🤖 AI Summary
Trajectory optimization for redundant manipulators is often inefficient due to poor initial trajectories, large search spaces, and the absence of prior knowledge regarding configuration-space constraints. To address this, this work proposes an example-guided reinforcement learning approach that, for the first time, effectively incorporates motion feasibility constraints from expert demonstrations into a reinforcement learning framework through a null-space projection imitation reward mechanism. This enables efficient modeling and exploitation of configuration-space constraints, significantly improving trajectory optimality, computational efficiency, and practical feasibility. Extensive simulations and real-world experiments on a seven-degree-of-freedom manipulator demonstrate that the proposed method outperforms three baseline approaches in path-following tasks.
📝 Abstract
Trajectory optimization (TO) is an efficient tool to generate a redundant manipulator's joint trajectory following a 6-dimensional Cartesian path. The optimization performance largely depends on the quality of initial trajectories. However, the selection of a high-quality initial trajectory is non-trivial and requires a considerable time budget due to the extremely large space of the solution trajectories and the lack of prior knowledge about task constraints in configuration space.
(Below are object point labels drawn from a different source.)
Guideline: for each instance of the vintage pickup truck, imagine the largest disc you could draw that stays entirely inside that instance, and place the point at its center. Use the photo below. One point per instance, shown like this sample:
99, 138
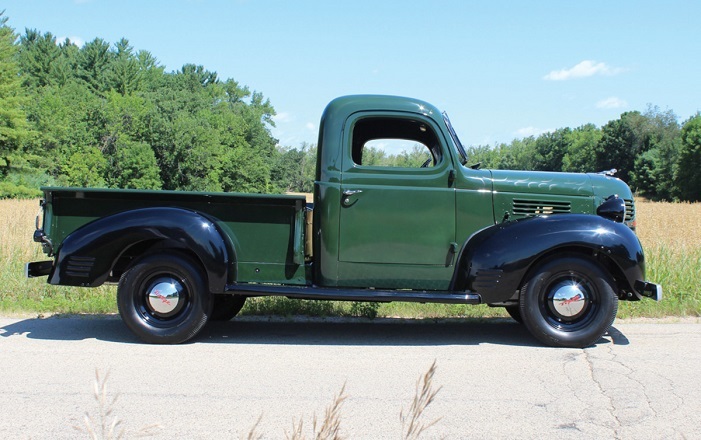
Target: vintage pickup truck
557, 250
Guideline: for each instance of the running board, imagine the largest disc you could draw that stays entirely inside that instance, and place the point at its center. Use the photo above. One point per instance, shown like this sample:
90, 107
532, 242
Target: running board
348, 294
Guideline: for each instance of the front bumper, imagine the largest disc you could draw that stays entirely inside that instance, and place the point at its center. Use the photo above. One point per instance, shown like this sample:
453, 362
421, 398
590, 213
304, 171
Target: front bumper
648, 290
38, 269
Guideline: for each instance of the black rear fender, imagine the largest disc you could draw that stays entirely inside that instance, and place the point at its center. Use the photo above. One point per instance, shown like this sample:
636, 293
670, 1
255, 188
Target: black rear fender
494, 262
89, 255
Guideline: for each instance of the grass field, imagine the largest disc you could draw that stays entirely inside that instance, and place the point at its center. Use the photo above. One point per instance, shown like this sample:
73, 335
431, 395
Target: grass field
670, 233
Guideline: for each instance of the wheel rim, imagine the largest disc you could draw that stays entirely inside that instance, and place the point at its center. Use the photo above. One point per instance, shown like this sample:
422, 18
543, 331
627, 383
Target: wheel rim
165, 298
569, 302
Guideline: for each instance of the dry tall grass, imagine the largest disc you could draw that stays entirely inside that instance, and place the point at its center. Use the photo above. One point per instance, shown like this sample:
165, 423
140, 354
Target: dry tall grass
670, 233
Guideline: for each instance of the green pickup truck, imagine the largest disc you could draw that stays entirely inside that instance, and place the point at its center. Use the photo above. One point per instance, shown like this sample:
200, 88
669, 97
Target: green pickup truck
557, 250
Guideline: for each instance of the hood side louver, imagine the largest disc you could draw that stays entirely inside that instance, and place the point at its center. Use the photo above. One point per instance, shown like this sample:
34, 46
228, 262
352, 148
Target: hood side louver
527, 208
630, 210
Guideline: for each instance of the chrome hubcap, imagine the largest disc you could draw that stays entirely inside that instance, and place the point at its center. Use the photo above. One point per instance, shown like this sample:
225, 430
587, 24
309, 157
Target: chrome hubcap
568, 299
164, 295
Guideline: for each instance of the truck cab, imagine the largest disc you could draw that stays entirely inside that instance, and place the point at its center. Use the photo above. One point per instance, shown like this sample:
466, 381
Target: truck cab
557, 250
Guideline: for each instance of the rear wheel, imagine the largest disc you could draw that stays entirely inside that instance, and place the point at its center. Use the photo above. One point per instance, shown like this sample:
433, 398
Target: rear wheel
164, 299
226, 307
568, 302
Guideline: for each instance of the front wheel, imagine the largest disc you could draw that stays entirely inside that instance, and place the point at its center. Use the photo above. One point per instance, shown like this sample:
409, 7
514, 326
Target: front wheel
164, 299
568, 302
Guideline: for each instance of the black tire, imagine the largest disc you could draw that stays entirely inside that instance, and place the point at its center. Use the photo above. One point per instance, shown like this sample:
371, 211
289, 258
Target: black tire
515, 313
226, 307
568, 302
164, 299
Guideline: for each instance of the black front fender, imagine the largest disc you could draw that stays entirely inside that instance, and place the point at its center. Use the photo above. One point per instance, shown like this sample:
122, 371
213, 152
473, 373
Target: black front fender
494, 261
87, 255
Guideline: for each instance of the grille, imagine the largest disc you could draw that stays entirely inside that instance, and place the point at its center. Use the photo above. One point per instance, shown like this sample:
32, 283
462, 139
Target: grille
526, 208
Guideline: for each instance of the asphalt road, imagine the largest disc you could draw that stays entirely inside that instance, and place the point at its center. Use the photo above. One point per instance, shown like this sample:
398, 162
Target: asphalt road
639, 382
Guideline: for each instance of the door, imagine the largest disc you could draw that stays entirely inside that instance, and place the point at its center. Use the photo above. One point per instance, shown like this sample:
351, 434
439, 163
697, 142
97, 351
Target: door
397, 201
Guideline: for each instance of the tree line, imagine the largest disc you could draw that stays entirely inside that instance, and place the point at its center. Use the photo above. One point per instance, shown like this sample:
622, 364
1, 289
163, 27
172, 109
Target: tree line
105, 115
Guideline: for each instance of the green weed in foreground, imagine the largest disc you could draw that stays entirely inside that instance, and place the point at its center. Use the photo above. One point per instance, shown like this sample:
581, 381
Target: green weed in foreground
106, 424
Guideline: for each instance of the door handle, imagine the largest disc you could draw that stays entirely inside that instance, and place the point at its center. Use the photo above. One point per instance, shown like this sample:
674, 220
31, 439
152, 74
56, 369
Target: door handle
345, 200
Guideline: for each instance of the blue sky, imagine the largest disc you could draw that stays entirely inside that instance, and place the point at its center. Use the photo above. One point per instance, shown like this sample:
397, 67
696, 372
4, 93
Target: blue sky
502, 69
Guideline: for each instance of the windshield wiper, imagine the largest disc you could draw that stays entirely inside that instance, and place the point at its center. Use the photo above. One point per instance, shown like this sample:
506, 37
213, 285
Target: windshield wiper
456, 140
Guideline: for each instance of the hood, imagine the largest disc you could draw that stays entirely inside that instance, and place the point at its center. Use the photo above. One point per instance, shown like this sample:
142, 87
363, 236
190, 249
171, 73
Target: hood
537, 182
518, 194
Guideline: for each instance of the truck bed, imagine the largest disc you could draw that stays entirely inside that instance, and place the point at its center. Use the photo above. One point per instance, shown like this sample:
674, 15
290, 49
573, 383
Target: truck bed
267, 230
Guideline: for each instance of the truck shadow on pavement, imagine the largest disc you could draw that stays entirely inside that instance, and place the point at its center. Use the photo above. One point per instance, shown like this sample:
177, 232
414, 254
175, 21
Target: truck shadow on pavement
302, 331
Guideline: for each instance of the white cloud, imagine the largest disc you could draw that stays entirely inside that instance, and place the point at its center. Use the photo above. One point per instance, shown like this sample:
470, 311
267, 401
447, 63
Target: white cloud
612, 102
582, 70
283, 117
75, 40
531, 131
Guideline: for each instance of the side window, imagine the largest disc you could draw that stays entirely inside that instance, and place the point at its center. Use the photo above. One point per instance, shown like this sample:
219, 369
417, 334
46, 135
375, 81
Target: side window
395, 142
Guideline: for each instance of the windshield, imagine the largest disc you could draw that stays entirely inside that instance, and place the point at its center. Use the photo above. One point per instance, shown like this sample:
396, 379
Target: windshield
456, 141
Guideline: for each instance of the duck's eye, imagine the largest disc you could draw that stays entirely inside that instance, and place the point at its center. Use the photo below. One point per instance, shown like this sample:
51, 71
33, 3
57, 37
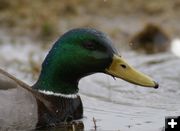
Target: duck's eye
123, 66
89, 45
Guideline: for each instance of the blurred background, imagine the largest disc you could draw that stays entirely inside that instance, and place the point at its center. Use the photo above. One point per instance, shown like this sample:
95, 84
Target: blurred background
145, 32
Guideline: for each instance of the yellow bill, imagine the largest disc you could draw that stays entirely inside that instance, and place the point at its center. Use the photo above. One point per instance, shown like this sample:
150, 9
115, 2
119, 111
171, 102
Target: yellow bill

To alleviate the issue, we present a learning-based initial trajectory generation method that generates high-quality initial trajectories in a short time budget by adopting example-guided reinforcement learning. In addition, we suggest a null-space projected imitation reward to consider null-space constraints by efficiently learning kinematically feasible motion captured in expert demonstrations. Our statistical evaluation in simulation shows the improved optimality, efficiency, and applicability of TO when we plug in our method's output, compared with three other baselines. We also show the performance improvement and feasibility via real-world experiments with a seven-degree-of-freedom manipulator.